Thoughts and ideas from My IT
Password Best Practices
May 3, 2018 at 8:00 AM
by Chris Gonzales

The first Thursday of May each year is World Password Day, a celebration to promote better password habits. "Passwords are critical gatekeepers to our digital identities, allowing us to access online shopping, dating, banking, social media, private work and life communications." (Per National Day Calendar)

Here are our best practices for creating a strong password, along with signs of a weak password.

Suggestions for Selecting a Strong Password:

  • Use 8-12 characters
  • Utilize a combination of letters (upper & lowercase), numbers, and symbols
  • Separate your special characters between letters
  • Make passwords unique; avoid using dictionary words
  • Try a passphrase, an easy-to-remember acronym of a collection of words like a poem or catchphrase like SPPy@yC for Strong Passwords Protect You And Your Company
  • Have different passwords for your company email, personal email, and other accounts because once a hacker has access to one account, the hacker will attempt to login to other accounts with the same username and password. If a hacker accesses your email, he/she can authenticate password changes to lock you out of your own accounts.

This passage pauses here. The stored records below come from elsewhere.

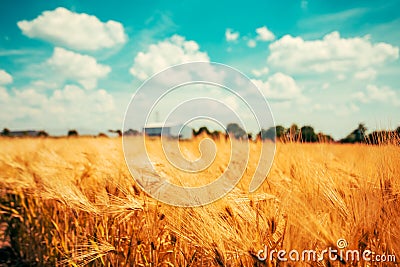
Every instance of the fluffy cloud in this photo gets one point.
(68, 107)
(367, 74)
(260, 72)
(78, 31)
(251, 43)
(5, 77)
(231, 36)
(332, 53)
(81, 68)
(172, 51)
(279, 86)
(379, 94)
(264, 34)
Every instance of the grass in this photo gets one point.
(73, 202)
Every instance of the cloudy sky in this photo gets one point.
(76, 64)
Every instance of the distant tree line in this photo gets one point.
(305, 134)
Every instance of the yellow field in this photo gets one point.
(73, 202)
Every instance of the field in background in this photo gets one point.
(73, 202)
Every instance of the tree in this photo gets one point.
(42, 134)
(267, 134)
(119, 132)
(236, 130)
(5, 132)
(293, 132)
(73, 133)
(280, 131)
(201, 130)
(356, 136)
(308, 135)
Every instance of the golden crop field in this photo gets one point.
(73, 202)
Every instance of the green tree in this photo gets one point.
(73, 133)
(5, 132)
(236, 130)
(308, 134)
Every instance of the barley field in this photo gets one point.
(73, 202)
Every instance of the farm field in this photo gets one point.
(73, 202)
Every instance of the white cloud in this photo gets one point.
(231, 36)
(325, 86)
(279, 86)
(332, 53)
(260, 72)
(68, 107)
(5, 77)
(172, 51)
(304, 4)
(81, 68)
(78, 31)
(367, 74)
(251, 43)
(373, 93)
(3, 95)
(264, 34)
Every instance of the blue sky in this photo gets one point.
(76, 64)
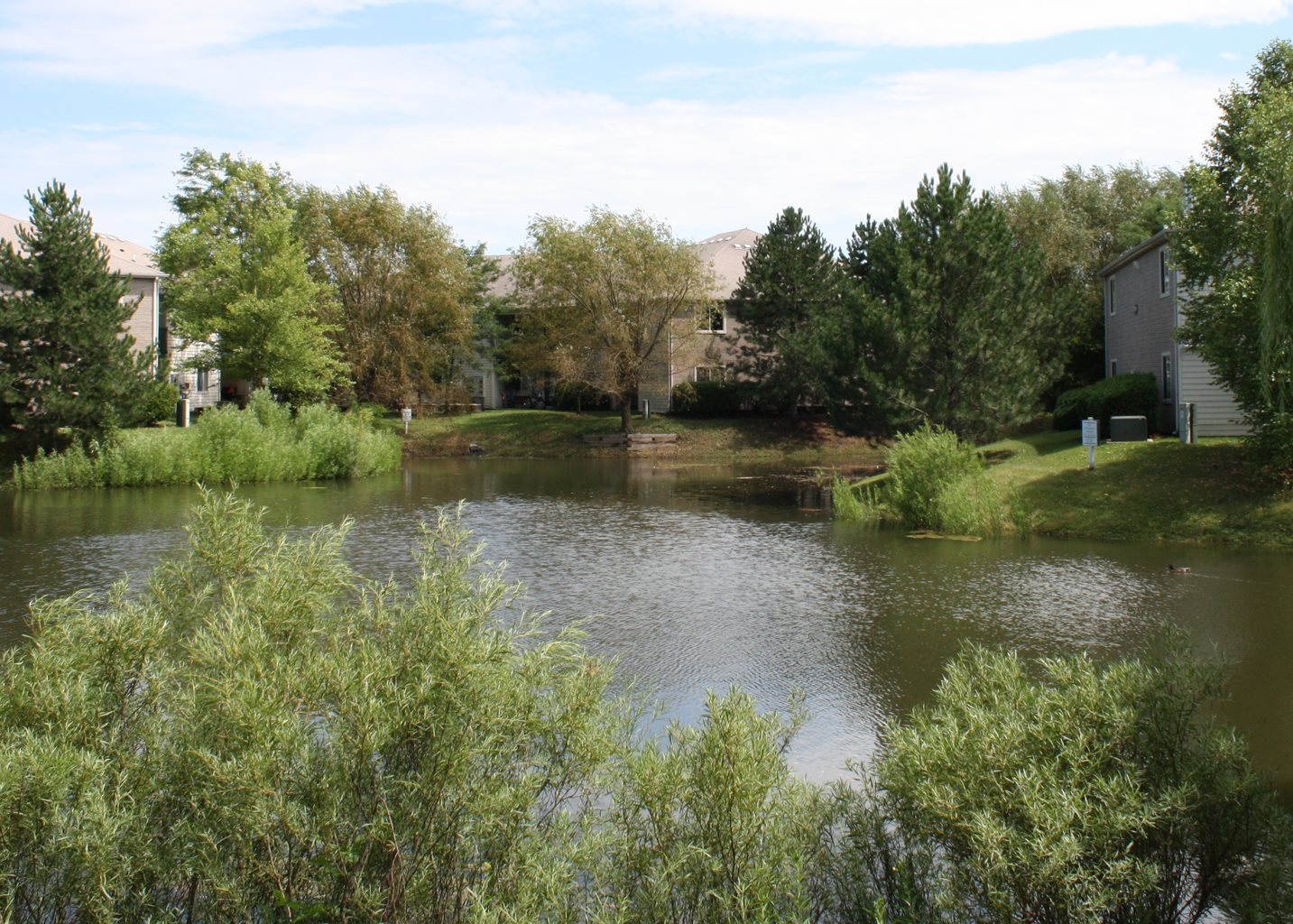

Characteristics of a Weak Password (what you shouldn’t do):

  • Using generic words like password, easy123, your name, your username, or company’s name or core product
  • Using personal information that is easily accessible like date of birth,phone numbers, address, or names of family members
  • Using simple adjacent keyboard combinations like qwerty or 123456789
  • Using the same password for all accounts
  • Not changing your password periodically, especially after a known breach
  • Storing your password in a visible location like under your keyboard, on a sticky note, or on a bulletin board

Along with Using Your Strong Passwords:

  • Log off accounts when sharing a computer
  • Keep your passwords private, do not share (ESPECIALLY via email or text) with colleagues, friends, or family members
  • Enable multi-factor authentication when possible (requiring a passcode being sent to your phone) whenever possible

Along with creating a strong password, a good IT support team will confirm new users before creating new accounts, remove inactive users, and follow password best practices for their own logins.